By Burak Akinci, Agence France Presse
Hated by ultranationalist groups for their dissident views, liberal Turkish intellectuals have grown even more anxious due to increasing threats and hate mail following the murder of ethnic Armenian journalist Hrant Dink.
Speculation has been rife here that Orhan Pamuk, the winner of the 2006 Nobel Literature Prize, has fled the country over security concerns ever since he left for New York last month to teach at Columbia University, where he is a fellow. Pamuk has chosen to remain silent over his departure which came two weeks after Dink, 52, was gunned down outside the offices of his weekly newspaper in Istanbul by a 17-year-old suspected nationalist.
The novelist's close friends and publishers in Turkey deny claims that he has fled or gone into a temporary exile after receiving threats, similar to those sent to Dink before his killing. "He did not escape from Turkey, there was nothing extraordinary in his departure and he will be back," a close colleague said on condition of anonymity.
Dink had become a hate figure for describing as genocide the 1915-1917 massacres of Armenians under the Ottoman Empire and had been given a six-month suspended sentence under a controversial penal code article which penalizes insulting "Turkishness". Like Dink, Pamuk had also been tried under the same article for contesting the official state line on the World War I massacres which categorically denies they constituted genocide.
The case was dropped on a technicality but turned Pamuk into a "traitor" for ultra-nationalists. One of the eight men charged over Dink's murder warned Pamuk to watch out and "come to his senses" while he was being brought to court last month. Pamuk is among more than a dozen intellectuals and journalists who were assigned bodyguards not long after Dink's murder.
Another one is Baskin Oran, a professor of political sciences and author of a controversial government-sponsored report in 2004 which made radical recommendations to the government to improve the rights of the restive Kurdish community and non-Muslim minorities.
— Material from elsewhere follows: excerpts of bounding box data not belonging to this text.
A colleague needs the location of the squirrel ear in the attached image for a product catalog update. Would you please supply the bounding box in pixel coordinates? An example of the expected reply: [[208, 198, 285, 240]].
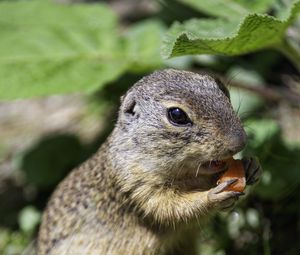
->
[[215, 77, 230, 100], [121, 92, 136, 115]]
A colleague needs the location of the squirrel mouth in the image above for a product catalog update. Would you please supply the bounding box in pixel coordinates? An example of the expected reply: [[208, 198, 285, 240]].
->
[[201, 160, 228, 174]]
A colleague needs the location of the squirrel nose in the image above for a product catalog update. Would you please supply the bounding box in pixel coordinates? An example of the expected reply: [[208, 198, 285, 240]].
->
[[228, 130, 247, 155]]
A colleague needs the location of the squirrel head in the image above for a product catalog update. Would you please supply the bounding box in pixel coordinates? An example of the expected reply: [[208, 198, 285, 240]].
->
[[113, 69, 246, 180]]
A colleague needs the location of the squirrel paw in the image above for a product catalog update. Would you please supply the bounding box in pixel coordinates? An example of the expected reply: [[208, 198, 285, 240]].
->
[[207, 179, 244, 210], [242, 157, 262, 185]]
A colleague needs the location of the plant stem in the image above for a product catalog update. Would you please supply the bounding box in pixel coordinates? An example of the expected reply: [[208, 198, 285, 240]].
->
[[277, 39, 300, 72]]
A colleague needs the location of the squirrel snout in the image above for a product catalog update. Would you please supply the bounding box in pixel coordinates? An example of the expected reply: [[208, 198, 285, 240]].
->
[[228, 130, 247, 155]]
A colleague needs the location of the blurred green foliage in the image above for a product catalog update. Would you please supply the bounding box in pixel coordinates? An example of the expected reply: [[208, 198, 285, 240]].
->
[[0, 0, 300, 255]]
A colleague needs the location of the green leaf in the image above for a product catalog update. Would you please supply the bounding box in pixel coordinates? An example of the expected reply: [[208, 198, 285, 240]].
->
[[179, 0, 275, 19], [125, 20, 166, 72], [162, 1, 300, 58], [19, 206, 41, 233], [0, 1, 128, 100]]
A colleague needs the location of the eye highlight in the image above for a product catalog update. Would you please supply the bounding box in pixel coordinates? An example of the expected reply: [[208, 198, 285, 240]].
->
[[168, 107, 192, 126]]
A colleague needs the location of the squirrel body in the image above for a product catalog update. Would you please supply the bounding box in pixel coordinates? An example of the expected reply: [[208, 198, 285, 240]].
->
[[38, 69, 260, 255]]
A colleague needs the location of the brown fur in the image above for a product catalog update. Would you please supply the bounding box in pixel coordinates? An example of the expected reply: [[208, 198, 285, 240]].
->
[[38, 69, 260, 255]]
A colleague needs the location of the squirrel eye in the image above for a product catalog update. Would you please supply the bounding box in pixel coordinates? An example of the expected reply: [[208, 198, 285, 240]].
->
[[168, 107, 192, 126]]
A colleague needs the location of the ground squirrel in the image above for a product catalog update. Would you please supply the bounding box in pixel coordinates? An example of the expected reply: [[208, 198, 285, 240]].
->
[[38, 69, 260, 255]]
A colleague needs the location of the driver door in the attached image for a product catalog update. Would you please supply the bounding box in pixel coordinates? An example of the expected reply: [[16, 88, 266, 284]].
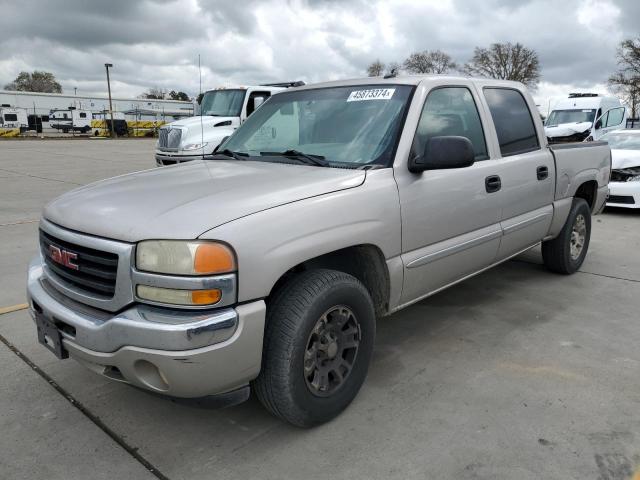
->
[[396, 84, 502, 304]]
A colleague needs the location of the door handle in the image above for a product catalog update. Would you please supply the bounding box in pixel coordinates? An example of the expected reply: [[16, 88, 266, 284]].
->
[[484, 175, 502, 193], [536, 165, 549, 180]]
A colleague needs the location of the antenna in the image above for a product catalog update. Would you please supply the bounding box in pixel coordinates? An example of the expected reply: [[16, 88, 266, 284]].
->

The report was branded treasonous by nationalists, disowned by the government and led to Oran facing charges of insulting the Turkish judiciary of which he was acquitted.
Oran, who has been receiving threats since then, wrote in a recent newspaper column that there was a "culture of lynching" in Turkey and argued that the state had to protect its citizens without waiting for them to request protection. "Did I ask for protection? No. I do not demand it, it is the state's principal duty," said the academician who recently filed a complaint over the threats he received.
"The prosecutor summoned me and asked whether it would be possible for me to reconcile with those who threaten me. I said no," he wrote.
Erol Onderoglu, the representative in Istanbul of media rights watchdog Reporters Without Borders, said that police, already under fire for their handling of the Dink case, finally assigned protection to intellectuals so as not to face any more embarrassment. Turkish newspapers have accused police of receiving intelligence last year of a plot to kill Dink, but failing to act on it, while a video leaked to the media two weeks ago showed security forces posing with Dink's alleged assailant for "souvenir pictures" shortly after his capture.
"When police are able to put thousands of officers on duty at football matches, could they not also assign bodyguards to these intellectuals," said Onderoglu, who described the threats against intellectuals not as isolated acts but an organized campaign.
Since Dink's killing, a group of 10 non-governmental organizations have presented a proposal to amend the penal code article -- under which Dink was convicted -- in order to limit its scope and boost freedom of expression. Facing both presidential and general elections this year amid a rising wave of nationalism, the government has yet to give its view on the proposal to change the article.